Meu pai |
Entre o céu e a terra
Eliana Cavalcanti
Entrei às pressas no Teatro de Santa
Isabel. Logo no saguão, fui recebida por um dos organizadores do festival, que
me anunciou que tinha convites para mim, na bilheteria. E me perguntou: “Onde
estão os outros?”. Ao que lhe respondi: “Estão chegando. É que eles foram para
um hotel, enquanto que eu estou hospedada na casa de meu irmão, que fica mais
perto daqui”. Esclarecendo: eu estava no Recife, vinda de Fortaleza com alguns
dos nossos alunos que tinham se apresentado no palco do Teatro José de Alencar,
numa seletiva para o “Passo de Arte”, concurso de dança que acontece todos os
anos em São Paulo, na cidade de Indaiatuba.
Estávamos eufóricos, pois, dos cinco
alunos do Ballet Eliana Cavalcanti que se submeteram ao concurso, quatro haviam
sido selecionados para a final do “Passo de Arte”, o segundo maior festival de
dança do país, só perdendo para o de Joinville.

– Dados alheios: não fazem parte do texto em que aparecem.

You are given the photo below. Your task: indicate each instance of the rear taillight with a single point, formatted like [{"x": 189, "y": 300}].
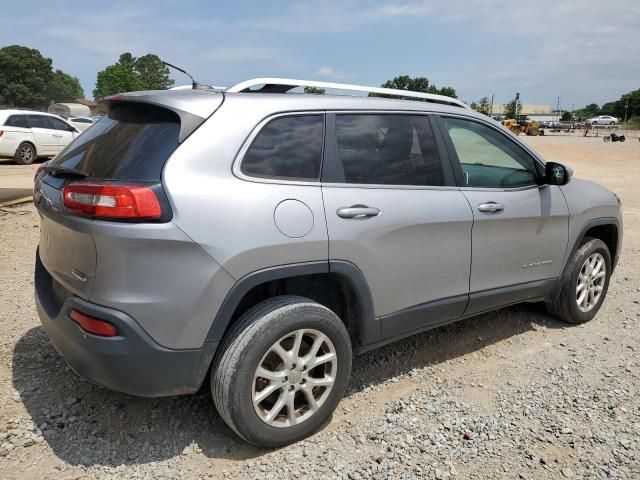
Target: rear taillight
[
  {"x": 94, "y": 325},
  {"x": 40, "y": 168},
  {"x": 110, "y": 201}
]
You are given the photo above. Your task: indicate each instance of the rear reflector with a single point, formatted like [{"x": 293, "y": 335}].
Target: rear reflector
[
  {"x": 94, "y": 325},
  {"x": 110, "y": 201}
]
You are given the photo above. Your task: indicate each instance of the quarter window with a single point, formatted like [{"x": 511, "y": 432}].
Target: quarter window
[
  {"x": 39, "y": 121},
  {"x": 387, "y": 149},
  {"x": 59, "y": 124},
  {"x": 489, "y": 159},
  {"x": 17, "y": 121},
  {"x": 287, "y": 148}
]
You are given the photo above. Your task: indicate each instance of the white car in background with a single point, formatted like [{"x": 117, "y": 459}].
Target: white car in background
[
  {"x": 81, "y": 123},
  {"x": 602, "y": 120},
  {"x": 26, "y": 136}
]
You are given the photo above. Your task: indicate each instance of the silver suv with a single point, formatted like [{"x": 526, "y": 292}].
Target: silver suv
[{"x": 255, "y": 239}]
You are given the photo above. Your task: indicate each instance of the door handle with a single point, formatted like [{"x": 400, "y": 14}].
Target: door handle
[
  {"x": 491, "y": 207},
  {"x": 358, "y": 212}
]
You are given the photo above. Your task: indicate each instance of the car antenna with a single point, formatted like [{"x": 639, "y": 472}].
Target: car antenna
[{"x": 195, "y": 85}]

Na bilheteria, uma moça muito
simpática sugeriu-me não esperar pelos meus bailarinos, pois já ia ser dado o
terceiro sinal. Ao me dirigir para a escadaria que dá acesso à plateia, um dos
lanterninhas me informou que meu assento era mais em cima. Subi as escadas
quase correndo, e outro lanterninha me acompanhou até um camarote localizado
frontalmente ao palco, abriu a porta e, para surpresa minha,
já havia um senhor bem instalado. Cumprimentamo-nos com as luzes já se
apagando. E o espetáculo começou. Após uns dez minutos de coreografia, o meu
pessoal chegou e se instalou, silenciosamente, no camarote do lado esquerdo.
Comentei baixinho: Ué, ficamos separados!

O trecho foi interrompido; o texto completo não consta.